Case Studies/Peer 2 Peer University
The Peer 2 Peer University is a grassroots open education project that organizes learning outside of institutional walls and gives learners recognition for their achievements. P2PU creates a model for lifelong learning alongside traditional formal higher education. Leveraging the internet and educational materials openly available online, P2PU enables high-quality low-cost education opportunities. P2PU - learning for everyone, by everyone about almost anything.
P2PU has developed an in-depth guide to choosing an open license. P2PU chose BY-SA. http://docs.google.com/View?id=dc394dmc_179hdvhk33c
P2PU chose to use Creative Commons licences because Creative Commons have become a global standard and are supported by a large international community.
Open licences and the free sharing and reuse of materials online have become increasingly popular. Governments, institutions, communities and individual creators, particularly those in the open education field have realised that effective sharing of knowledge is best facilitated by using open licences, which enable permissions that traditional "All Rights Reserved" copyright does not.
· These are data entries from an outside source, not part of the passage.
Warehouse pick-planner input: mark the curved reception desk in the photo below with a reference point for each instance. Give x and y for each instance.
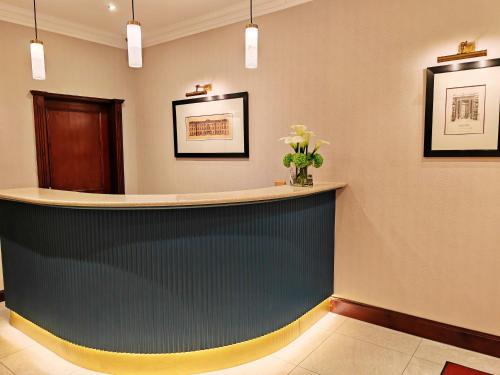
(167, 284)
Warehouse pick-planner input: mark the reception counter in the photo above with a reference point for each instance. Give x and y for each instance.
(167, 284)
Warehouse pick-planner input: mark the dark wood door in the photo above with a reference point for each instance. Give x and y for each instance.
(78, 145)
(78, 137)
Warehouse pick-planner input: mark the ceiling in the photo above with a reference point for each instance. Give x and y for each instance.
(162, 20)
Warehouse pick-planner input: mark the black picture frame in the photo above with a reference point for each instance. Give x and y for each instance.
(429, 110)
(244, 154)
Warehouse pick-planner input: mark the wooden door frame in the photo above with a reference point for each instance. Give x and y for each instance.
(116, 136)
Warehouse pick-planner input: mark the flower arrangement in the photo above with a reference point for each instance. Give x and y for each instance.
(302, 158)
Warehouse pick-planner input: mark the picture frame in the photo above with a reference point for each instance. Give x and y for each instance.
(211, 127)
(462, 110)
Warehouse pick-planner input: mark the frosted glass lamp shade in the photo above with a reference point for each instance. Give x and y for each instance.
(37, 60)
(134, 44)
(251, 46)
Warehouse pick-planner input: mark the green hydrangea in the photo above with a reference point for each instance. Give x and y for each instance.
(318, 160)
(300, 160)
(287, 160)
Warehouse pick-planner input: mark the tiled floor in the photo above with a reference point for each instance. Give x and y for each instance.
(335, 345)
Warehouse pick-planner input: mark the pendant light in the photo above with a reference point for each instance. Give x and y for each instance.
(134, 41)
(251, 42)
(37, 53)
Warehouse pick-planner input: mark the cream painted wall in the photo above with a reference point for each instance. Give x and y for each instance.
(74, 67)
(414, 235)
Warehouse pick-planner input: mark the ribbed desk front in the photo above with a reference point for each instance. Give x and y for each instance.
(160, 284)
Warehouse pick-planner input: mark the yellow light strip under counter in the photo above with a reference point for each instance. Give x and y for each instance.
(172, 363)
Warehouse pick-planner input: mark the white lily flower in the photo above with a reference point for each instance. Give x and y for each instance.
(299, 129)
(320, 143)
(307, 136)
(292, 139)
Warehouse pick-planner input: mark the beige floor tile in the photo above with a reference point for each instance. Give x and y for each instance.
(4, 314)
(12, 340)
(385, 337)
(344, 355)
(330, 322)
(298, 350)
(5, 371)
(419, 366)
(440, 353)
(38, 361)
(301, 371)
(264, 366)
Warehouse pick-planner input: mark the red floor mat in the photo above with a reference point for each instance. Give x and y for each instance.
(454, 369)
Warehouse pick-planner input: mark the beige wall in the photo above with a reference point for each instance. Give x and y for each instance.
(74, 67)
(414, 235)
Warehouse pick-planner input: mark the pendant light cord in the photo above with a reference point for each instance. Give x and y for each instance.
(36, 26)
(251, 11)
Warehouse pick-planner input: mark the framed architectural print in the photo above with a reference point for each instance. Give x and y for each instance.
(462, 111)
(211, 127)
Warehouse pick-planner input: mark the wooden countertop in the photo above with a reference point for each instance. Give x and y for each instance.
(49, 197)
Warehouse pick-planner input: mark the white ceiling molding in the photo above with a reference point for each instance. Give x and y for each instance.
(24, 17)
(226, 16)
(213, 20)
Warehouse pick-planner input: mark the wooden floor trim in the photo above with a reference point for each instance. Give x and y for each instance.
(457, 336)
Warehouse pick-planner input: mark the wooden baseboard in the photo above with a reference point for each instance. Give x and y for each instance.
(462, 337)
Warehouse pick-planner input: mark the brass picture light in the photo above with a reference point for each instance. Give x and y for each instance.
(200, 90)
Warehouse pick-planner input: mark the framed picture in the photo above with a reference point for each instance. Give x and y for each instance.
(211, 127)
(462, 110)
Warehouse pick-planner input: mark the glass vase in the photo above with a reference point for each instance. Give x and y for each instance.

While current copyright law creates constraints on collaborative co-production, open licences enable large groups of people to efficiently co-create educational resources.
From the beginning, P2PU has been committed to licensing all the materials we produce under as open a licence as possible. P2PU is a volunteer-driven community that originated from the open education movement. The Cape Town Open Education Declaration describes the open education movement: "Educators worldwide are developing a vast pool of educational resources on the Internet, open and free for all to use. These educators are creating a world where each and every person on earth can access and contribute to the sum of all human knowledge. They are also planting the seeds of a new pedagogy where educators and learners create, shape and evolve knowledge together, deepening their skills and understanding as they go". We exist to make education more accessible around the world. For this very reason, we felt very strongly that we needed to use an open licence for material collaboratively created by the community. The question was, which one do we choose, and how do we go about reaching consensus?